In July 2024, a bankruptcy court judge approved an auction for the sale of The RoomPlace's assets. Two bidders would seek to buy The RoomPlace, but both were ultimately let down. With no buyer found, The RoomPlace announced in September 2024 that they would close all of its remaining locations. Shortly after winding down operations, the company attempted to restructure again under their original name Harlem Furniture, and opened four stores, but this venture only lasted for a few months.

==Closure dates of each location after bankruptcy==
- July 29, 2024: Peoria & Indianapolis (Michigan Rd.)

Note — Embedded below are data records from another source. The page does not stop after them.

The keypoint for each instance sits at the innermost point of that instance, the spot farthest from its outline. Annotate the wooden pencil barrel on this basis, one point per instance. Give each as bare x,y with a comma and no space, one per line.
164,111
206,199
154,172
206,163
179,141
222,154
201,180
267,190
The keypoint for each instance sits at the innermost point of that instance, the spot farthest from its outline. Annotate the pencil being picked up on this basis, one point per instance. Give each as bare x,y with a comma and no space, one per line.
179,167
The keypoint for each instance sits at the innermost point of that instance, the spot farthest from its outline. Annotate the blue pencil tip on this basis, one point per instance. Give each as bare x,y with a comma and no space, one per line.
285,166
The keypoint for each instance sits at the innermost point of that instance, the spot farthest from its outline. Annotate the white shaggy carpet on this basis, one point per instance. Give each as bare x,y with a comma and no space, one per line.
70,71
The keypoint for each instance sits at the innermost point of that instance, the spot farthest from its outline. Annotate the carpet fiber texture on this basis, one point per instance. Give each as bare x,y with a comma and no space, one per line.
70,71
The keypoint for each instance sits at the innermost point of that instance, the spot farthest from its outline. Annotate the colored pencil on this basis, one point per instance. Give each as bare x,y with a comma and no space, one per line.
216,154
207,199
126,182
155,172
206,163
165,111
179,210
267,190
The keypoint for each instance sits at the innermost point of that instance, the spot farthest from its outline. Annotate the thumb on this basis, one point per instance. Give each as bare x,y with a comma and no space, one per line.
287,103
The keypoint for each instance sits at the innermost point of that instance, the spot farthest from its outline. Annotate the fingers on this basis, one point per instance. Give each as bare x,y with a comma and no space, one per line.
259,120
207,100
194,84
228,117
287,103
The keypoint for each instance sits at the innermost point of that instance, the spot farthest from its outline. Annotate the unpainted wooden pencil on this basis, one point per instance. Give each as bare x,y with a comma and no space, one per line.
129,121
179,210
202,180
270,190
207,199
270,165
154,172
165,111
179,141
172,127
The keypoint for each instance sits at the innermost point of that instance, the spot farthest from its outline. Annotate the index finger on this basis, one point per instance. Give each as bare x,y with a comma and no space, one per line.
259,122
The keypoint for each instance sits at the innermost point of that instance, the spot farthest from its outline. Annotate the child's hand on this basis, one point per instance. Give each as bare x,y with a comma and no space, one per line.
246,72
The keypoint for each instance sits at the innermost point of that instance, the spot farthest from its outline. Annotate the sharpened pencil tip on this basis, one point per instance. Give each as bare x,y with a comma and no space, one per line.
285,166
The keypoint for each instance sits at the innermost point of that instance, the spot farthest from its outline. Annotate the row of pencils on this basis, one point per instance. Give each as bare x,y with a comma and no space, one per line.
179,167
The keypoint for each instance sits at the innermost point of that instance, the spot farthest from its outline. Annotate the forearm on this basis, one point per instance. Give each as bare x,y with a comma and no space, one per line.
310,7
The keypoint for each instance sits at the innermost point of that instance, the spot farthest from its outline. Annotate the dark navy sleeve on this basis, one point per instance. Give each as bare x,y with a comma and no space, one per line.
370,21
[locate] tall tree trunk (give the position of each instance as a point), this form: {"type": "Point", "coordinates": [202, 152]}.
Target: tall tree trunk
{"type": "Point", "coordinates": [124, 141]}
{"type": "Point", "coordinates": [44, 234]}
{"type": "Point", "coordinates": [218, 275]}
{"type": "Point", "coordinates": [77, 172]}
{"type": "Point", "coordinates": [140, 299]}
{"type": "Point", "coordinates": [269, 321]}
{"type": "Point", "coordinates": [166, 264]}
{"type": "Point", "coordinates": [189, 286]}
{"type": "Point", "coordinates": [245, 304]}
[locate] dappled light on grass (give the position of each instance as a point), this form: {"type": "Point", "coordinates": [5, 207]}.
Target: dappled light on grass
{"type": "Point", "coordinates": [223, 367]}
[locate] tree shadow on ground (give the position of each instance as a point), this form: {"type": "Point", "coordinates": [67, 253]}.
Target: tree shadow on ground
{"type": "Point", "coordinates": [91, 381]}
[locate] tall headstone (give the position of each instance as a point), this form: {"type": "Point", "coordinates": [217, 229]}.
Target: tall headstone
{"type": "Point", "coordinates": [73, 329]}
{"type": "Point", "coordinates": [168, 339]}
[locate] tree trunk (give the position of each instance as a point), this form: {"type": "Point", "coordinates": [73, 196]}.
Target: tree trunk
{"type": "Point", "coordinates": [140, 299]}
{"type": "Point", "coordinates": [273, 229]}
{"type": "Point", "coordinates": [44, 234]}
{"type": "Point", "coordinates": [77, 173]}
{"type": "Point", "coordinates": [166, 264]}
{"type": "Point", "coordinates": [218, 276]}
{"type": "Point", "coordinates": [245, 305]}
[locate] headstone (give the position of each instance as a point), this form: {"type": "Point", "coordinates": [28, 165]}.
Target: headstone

- August 5, 2024: Plainfield & Carmel
- August 12, 2024: Kenosha, Indianapolis (Castleton & Washington St.), & Greenwood
- October 29, 2024: McHenry
- December 4, 2024: Joliet
- December 9, 2024: Schaumburg
- December 10, 2024: Gurnee
- January 1, 2025: Merrillville
- January 5, 2025: Rockford
- January 7, 2025: Arlington Heights
- January 27, 2025: Homewood
- February 24, 2025: Chicago (Cicero Ave.)
- March 3, 2025: Orland Park
- March 23, 2025: Chicago (Elston Ave.)
- March 25, 2025: Algonquin
- March 31, 2025: Bloomingdale & Woodridge
- April 2, 2025: Aurora, Chicago (Harlem Ave.), Lincolnwood, & Lombard
  - These four locations reopened as Harlem Furniture almost immediately after closing as The RoomPlace, but are once again closing as of September 2025.